Or: 'How I lost my long playing virginity to a Clash 12 inch...'
It was thirty-four years ago today... Well, in fact it was thirty-four years and eleven days ago today: rewind to April 8th 1977 and the Clash’s eponymous first album arrived in our record shop racks. A perfect platter. Even the sleeve alone is iconic.
I’ve liked, been, drawn, worn, said and done lots of things in my life that are truly embarrassing - but buying my first album isn’t one of them!
I bought ‘The Clash’, and I’m proud! I was still at school and had to save my pocket money for months before I could pool together the £2.99 (or thereabouts) required to enter the new and rather adult world of LP ownership.
Up to then I’d bought a few 7” singles (which could definitely be included in the ‘embarrassing things’ list - well, I was barely in my teens) but there was something about purchasing an
album that was in a totally different league.
It meant you were serious. You liked a band enough to want to hear perhaps ten or more songs by them in succession, numbers that wouldn’t get played on the radio, tracks that you might not even like on the first listen, but you were prepared to make that commitment.

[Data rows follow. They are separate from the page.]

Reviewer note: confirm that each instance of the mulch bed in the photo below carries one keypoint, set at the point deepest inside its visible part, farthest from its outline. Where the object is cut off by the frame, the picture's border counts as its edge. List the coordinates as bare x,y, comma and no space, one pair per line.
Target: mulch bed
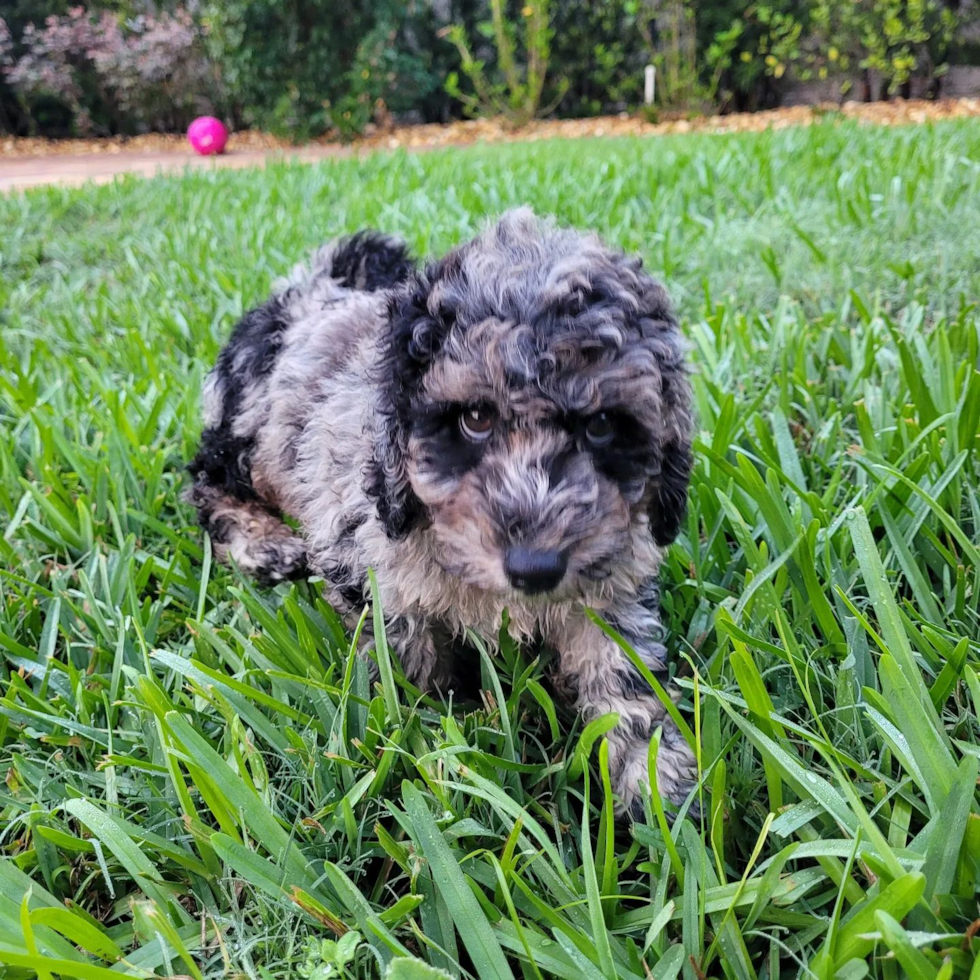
897,112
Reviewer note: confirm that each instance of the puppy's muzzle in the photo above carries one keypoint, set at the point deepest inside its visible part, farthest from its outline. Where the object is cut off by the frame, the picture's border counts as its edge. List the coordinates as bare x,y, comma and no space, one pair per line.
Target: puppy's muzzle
535,571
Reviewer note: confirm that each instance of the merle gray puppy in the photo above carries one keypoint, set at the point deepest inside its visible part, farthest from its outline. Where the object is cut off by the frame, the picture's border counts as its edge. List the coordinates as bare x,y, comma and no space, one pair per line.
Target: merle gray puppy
509,428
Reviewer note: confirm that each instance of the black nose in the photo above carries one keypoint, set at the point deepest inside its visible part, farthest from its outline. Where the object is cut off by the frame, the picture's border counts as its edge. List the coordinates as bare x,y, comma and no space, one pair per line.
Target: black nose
534,571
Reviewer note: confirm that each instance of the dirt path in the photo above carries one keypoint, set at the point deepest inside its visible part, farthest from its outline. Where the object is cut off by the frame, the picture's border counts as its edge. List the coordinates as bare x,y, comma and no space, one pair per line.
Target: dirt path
18,173
31,162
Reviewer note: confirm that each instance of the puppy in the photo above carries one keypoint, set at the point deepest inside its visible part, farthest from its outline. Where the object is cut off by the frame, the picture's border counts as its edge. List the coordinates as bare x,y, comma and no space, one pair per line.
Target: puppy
508,429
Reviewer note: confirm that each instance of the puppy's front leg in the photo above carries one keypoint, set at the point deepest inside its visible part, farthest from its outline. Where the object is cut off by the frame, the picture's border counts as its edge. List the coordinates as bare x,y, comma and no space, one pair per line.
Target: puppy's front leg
603,680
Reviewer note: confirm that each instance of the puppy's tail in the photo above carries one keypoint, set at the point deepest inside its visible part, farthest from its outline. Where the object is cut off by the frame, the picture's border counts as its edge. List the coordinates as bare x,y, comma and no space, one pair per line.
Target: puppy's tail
367,261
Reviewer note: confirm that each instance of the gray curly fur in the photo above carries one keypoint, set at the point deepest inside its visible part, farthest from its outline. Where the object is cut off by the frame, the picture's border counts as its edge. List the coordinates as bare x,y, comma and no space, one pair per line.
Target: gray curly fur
338,403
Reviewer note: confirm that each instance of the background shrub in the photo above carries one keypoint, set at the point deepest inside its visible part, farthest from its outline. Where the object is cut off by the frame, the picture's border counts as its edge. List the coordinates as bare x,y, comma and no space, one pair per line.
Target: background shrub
305,67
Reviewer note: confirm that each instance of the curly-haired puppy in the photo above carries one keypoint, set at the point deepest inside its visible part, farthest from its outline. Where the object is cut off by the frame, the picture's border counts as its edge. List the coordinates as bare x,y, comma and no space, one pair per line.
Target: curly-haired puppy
509,428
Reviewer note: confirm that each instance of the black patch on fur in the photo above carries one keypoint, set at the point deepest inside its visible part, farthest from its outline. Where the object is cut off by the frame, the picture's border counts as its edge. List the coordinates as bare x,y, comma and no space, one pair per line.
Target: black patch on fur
224,459
631,457
414,336
445,449
351,586
668,497
371,261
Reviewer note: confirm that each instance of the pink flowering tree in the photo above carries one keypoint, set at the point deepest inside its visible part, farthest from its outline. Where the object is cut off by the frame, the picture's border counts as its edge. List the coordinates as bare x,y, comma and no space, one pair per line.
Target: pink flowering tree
150,72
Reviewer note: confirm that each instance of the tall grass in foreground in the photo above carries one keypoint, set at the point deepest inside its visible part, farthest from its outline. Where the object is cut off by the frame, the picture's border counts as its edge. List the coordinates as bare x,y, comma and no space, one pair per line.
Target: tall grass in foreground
200,778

I went into the local record shop, Startime, and asked to listen to ‘The Clash’ on the headphones.
Within the first few seconds, as ‘Janie Jones’ burst into life and blasted into my ears, I knew I had to have it.
(Share that memory with me here.) As my friends and I walked home from town, I took it out of the carrier bag and tucked it under my arm so that everybody could see what I had just done.
You know what it’s like when you’re young and daft and actually believe that the man/woman in the street might be impressed or (preferably) outraged by the music you're into, a bit like winding your car windows down at traffic lights and turning up the volume on your CD player so the world can share your sonic choices…
It was like a rite of passage.
At that time here in the
UK punk was emerging from the underground and making controversial headlines, and when I started getting interested in it my parents may have been worrying that their shy little daughter might go off the rails.
“Don’t worry, mum, I just like the music, I don’t want to look like that…”
But secretly I was harbouring the desire to; and, not long after, I bought a red studded dog collar from the pet shop.
I didn’t realise I had the same neck measurements as a bull mastiff but there you go.
I hid it in a drawer and when I went out I used to wait ‘til I was around the corner from home to put it on.
As is the way in life, one thing often leads to another and by the following year I was customising clothes, had my long hair cut short and was open about my obsession with this new music and its many dimensions.
One day at school I was obviously showing my boredom with Pythagoras’ Theorem and was stirred from my daydreams of meeting Paul Simonon by my maths teacher shouting, “Would the
punk rocker please pay attention?” It was the best compliment the old bat could have paid me.
But it all started with the Clash.
Since those early days I’ve been into so many songs, so many groups, so many albums, but there is something about this band, and their debut in particular, that stands that difficult test of time, and, oh, I love them for it.